You know, if I’m ever caught up in a hostage situation like in Die Hard, or if I’m in tower that somehow becomes an inferno, or if I’m in any kind of perilous situation which looks like there’s no possible way out, I hope Olivier Giroud is there with me.
While all around me will be panicking and going mental I’ll be as cool as a cucumber that has been left out in the cold but is also like the Fonz in terms of his all-round coolness and not simply his temperature. I’ll be just chilled as chilled can be and the crazy people, some of whom will die because that’s what happens in these films/real life situations, will be confused to the point of intense irritation.
“WE’RE ALL GONNA DIE!”, will scream that one guy who is probably like the dude in Aliens who basically brings it on himself with his foreshadowing and cowardice.
“WHY ARE YOU SO CALM AND COLLECTED?”, he’ll shout at me and I’ll be all, ‘Man, relax’, and he’ll be all, “RELAX?! ARE YOU OUT OF YOUR MIND. YOU JUST SAW THEM TAKE TREVOR TO THE ROOF WHERE THEY SET HIS BALLS ON FIRE AND THEN THEN THREW HIM OFF. HE WAS BASICALLY A HUMAN FIREWORK. I DON’T WANT TO GO OUT LIKE A KATY PERRY SONG. SHE HAS AN INCREDIBLY IRRITATING SINGING VOICE, WHY DO PEOPLE BUY HER RECORDS?”
Nothing I say will make any difference, but in my head I’ll be thinking, “It’s grand, Olivier Giroud has got this.”
Just as things look beyond redemption, when there’s no hope, when shouty bloke has had his own goolies set alight before being cast to his fiery death, the OG will come up with something to get us out of the shit. I don’t know quite what.

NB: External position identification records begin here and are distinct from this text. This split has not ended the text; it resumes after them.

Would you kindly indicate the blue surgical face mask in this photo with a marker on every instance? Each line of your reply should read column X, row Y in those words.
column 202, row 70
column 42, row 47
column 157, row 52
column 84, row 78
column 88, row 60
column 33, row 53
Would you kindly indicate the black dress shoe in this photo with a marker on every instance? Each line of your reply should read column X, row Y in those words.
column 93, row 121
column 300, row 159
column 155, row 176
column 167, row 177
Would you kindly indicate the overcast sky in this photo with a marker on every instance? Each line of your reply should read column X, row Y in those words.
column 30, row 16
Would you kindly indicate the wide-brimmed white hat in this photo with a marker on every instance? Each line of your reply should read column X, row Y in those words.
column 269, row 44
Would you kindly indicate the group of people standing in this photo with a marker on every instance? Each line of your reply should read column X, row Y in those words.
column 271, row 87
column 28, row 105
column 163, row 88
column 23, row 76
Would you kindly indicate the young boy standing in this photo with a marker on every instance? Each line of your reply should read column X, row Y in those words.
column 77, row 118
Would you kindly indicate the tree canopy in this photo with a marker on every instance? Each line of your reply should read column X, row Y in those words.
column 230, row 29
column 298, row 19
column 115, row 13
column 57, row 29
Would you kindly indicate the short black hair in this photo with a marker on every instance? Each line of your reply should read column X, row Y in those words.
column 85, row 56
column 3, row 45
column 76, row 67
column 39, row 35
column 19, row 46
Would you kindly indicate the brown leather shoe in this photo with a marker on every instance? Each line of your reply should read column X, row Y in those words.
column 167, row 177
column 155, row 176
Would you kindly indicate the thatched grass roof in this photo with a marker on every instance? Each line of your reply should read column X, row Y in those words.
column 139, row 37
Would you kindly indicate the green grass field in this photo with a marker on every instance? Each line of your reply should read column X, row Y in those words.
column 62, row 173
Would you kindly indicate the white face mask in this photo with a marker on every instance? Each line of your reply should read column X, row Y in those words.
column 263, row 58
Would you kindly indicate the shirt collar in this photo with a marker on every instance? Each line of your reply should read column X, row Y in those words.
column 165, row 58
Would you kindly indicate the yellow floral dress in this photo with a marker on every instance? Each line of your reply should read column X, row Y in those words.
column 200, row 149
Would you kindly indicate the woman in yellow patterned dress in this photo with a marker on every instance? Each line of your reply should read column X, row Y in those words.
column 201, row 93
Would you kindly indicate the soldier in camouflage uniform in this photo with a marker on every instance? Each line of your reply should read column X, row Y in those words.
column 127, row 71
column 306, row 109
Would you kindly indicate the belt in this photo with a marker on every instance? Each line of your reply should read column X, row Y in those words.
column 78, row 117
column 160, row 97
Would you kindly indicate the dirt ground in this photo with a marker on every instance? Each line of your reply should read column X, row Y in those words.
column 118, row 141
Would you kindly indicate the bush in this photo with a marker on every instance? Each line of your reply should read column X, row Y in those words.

Perhaps he’ll dazzle them with his handsomeness, or whip out a gun that he’s been craftily hiding in his beard, but he’ll do away with the baddies just in the nick of time and then when the emergency services come we’ll light a cigarette as we sit on the back of an ambulance, cracking wise before we all live happily ever after.
And so it was last night in the post-apocalyptic wastlelands of Preston, a former town somewhere in England. Arsenal were drawing 1-1 and it looked as if we’d have to face that most FA Cup of things – a replay. But no, right at the death Aaron Ramsey aimed a ball into their box. Giroud, removing the craftily hidden weapon from his Captain Haddock-esque facial hair, nodded the ball on.
Lucas Perez, his buccaneering Spanish sidekick, latched onto it and back-heeled it into the path of our leading man who somehow bundled the ball into the back of the net to make it 2-1. The villains were distraught, that one little guy – the number 4 who was given licence to go around the pitch and boot everybody at will – seemed particularly unhappy. Perhaps it was because he had cramp, perhaps it was because he’s just a tiny little Napoleon syndrome prick, but who cares?!
With his fourth goal in four games, Giroud rescued us and sent us into the fourth round of the cup. And look at the times of those goals.
West Brom – 86′
Crystal Palace – 17′ (showboating just for variety)
Bournemouth – 92′
Preston – 89′
Take me in your late-scoring arms and hold me, Olivier. I still think you should be dropped for Alexis, but you’ll always be a hero to me, dammit (until some time in March when you have the chance to score the winner against Bayern to take us into the next round of the Champions League but because it was in the 63rd minute you’re just not willing to do it and afterwards we’ll be sad that the chance didn’t come later in the game).
Anyway, Ramsey scored his first goal of the season and it was a very nice goal too. He cracked it in from outside the box very early in a second half that we completely dominated. Preston didn’t even have a shot, mostly because they’d use them all up in a first half in which we were basically a big bag of shit.
I suppose someone who writes for a living and writes about football every day of his life should have the words to describe how bad we were, but I’m struggling this morning. It was awful, abject, appalling, abysmal and abhorrent. Wait until I get to the letter B in my thesaurus [I always pronounce this as The Saurus, as in – “Can you think of another word for that?’ – “Hang on, I’ll go check The Saurus, it’s a remarkably handy tome!”].
Starting games that slowly is, I think you’d all agree, a bad thing. It would be great if the manager could have a quick word with the chaps beforehand and say, ‘Here’s an idea, let’s not play like disinterested twats for the first 45 minutes’, I think that might have a positive effect. On the one hand it would deprive our hirsute hero the chance to save our bacon, but we can always go down the shops and buy some bacon for ourselves as we enjoy what was a more comfortable victory.
Still, nobody ever said the third round of the cup should be easy. Particularly not that guy who thinks the FA Cup is a load of old bollocks but was unfathomably angry when it looked as if we were going to get knocked out. Into the next round we go and here we are smoking a Marlboro or a Camel on the back of an ambulance thanks to Olivier Giroud.